FLASH: Light-activated hypericin ointment gets high marks in early-stage mycosis fungoides

Photodynamic therapy (PDT) using topically applied hypericin 0.25% is effective against early-stage patch and plaque lesions in patients with mycosis fungoides−cutaneous T-cell lymphoma (MF/CTCL), while having a favourable safety profile, as shown in the phase III FLASH trial.

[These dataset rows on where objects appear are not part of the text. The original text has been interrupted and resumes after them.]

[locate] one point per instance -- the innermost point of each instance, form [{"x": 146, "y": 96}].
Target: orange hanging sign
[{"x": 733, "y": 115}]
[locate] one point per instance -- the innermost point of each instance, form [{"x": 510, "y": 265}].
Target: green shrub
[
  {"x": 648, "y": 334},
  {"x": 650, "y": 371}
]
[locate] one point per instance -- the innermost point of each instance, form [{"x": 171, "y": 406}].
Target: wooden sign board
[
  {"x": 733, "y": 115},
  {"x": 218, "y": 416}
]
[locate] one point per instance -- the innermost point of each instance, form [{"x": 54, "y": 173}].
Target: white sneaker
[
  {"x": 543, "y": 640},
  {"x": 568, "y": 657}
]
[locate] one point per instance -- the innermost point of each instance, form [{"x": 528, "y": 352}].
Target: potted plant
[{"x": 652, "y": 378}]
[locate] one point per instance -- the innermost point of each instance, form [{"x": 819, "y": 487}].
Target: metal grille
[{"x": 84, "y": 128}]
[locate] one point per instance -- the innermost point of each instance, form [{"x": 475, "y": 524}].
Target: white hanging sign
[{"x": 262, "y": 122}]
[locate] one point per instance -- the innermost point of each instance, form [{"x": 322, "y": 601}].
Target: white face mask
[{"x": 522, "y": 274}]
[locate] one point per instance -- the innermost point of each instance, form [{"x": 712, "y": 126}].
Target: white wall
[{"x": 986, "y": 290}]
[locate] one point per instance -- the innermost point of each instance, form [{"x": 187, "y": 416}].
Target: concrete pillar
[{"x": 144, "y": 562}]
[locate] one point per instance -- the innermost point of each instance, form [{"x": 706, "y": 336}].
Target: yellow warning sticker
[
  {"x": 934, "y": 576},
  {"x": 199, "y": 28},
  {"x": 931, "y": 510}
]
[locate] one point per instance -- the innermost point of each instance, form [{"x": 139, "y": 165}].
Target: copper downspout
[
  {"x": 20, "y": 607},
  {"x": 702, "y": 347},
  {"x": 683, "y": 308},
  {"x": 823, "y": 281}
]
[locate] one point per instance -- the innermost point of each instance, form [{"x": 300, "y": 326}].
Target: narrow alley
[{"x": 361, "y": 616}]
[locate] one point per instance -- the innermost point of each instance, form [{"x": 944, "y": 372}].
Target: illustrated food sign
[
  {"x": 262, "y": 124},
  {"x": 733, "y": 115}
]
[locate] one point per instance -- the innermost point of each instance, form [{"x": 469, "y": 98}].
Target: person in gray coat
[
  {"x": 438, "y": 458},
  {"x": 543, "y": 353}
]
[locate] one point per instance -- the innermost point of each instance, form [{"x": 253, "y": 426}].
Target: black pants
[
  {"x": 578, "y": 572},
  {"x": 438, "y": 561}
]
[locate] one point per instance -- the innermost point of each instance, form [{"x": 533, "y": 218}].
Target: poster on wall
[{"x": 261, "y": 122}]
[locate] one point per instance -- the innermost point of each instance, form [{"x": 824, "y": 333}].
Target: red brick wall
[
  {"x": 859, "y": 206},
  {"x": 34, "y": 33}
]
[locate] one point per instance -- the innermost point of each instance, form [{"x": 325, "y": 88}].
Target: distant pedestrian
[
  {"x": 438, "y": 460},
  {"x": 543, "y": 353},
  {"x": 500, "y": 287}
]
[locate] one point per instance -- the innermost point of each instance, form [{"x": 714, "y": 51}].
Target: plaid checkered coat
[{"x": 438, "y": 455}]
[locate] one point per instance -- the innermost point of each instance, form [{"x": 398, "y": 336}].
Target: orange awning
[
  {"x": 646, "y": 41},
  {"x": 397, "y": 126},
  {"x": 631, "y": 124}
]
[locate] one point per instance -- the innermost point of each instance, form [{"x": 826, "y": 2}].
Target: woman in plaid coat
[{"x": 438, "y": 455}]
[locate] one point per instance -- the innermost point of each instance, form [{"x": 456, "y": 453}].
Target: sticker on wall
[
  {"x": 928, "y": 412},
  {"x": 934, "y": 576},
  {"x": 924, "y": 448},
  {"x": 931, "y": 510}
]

Compared with placebo, hypericin PDT yielded a much higher index lesion response rate (ILRR) after 6 weeks of treatment (16 percent vs 4 percent; p=0.04), the primary endpoint. ILRR was defined as ≥50 percent improvement in modified Composite Assessment of Index Lesion Severity (mCAILS) score for cycle 1. [JAMA Dermatol 2022;doi:10.1001/jamadermatol.2022.2749]

“The ILRR increased to 40 percent in patients who received two cycles of hypericin PDT (p<0.001 vs cycle 1 hypericin) and to 49 percent after three cycles (p<0.001 vs cycle 1 hypericin),” according to a group of US-based researchers.

In the hypericin group, two patients achieved a complete clinical response (CR) after cycle one, an additional seven patients after cycle two, and then seven more patients after cycle three. Clinical responses were similar in subgroups defined by age, sex, race disease stage, time since diagnosis, and number of prior therapies.

“Importantly, treatment benefit [with hypericin] was similar in patch and plaque lesions, suggesting enhanced depth of penetration with visible light spectrum wavelengths, which would be an advantage over some current MF/CTCL skin-directed therapies,” the researchers said.

In terms of safety, hypericin PDT had an acceptable safety profile and showed no evidence of systemic absorption. The most common treatment-related adverse events (AEs) were mild local skin (13.5–17.3 percent across cycles 1–3 of hypericin vs 10.5 percent for placebo in cycle 1) and application-site reactions (3.2–6.9 percent across cycles 1–3 of hypericin vs 4 percent for placebo in cycle 1). None of the patients developed any drug-related serious AEs.

FLASH randomized 169 early-stage MF/CTCL patients (mean age 58.4 years, 57.8 percent men, 72.3 percent White) to receive hypericin PDT (n=116) or placebo (n=50) in cycle 1. Each index lesion was coated with the ointment, then covered with opaque dressing or clothing for 18 to 24 hours, followed by administration of visible light (range, 500 to 650 nm). In cycle 2, all patients received the active drug to the index lesions for 6 weeks. Cycle 3 treatment was optional, but in any case, the active drug was administered in both index and additional lesions for 6 weeks.

“Hypericin PDT has a similar treatment schedule to traditional UV phototherapy but is more targeted to skin surface area and requires a light panel in the 500–650 nm spectrum that is potentially safer in patients with severe actinic skin damage and skin cancer history. Because hypericin PDT requires occlusion 12–24 hours after hypericin application, its use may be limited in certain anatomic sites (face), although site application limitations exist for all other current MF/CTCL skin-directed therapies (eg, topical chemotherapy not used in body folds or the central face),” according to the researchers.

“Hypericin PDT is also potentially suited for administration with an at-home light unit and could be a valuable user-friendly option to improve access to treatment for patients who live far from a healthcare centre and/or prefer the shift away from in-office treatments that occurred during the COVID-19 pandemic,” they added.

The study was limited by the inability to assess clinical response with respect to skin pigmentation (Fitzpatrick scale), as well as clinical or histologic subtypes of MF/CTCL (eg, folliculotropic). The researchers pointed out that the next step in the study is to evaluate clinical response and AEs with continuous hypericin PDT treatment without the 2-week rest periods and for longer durations to reflect real-world practice.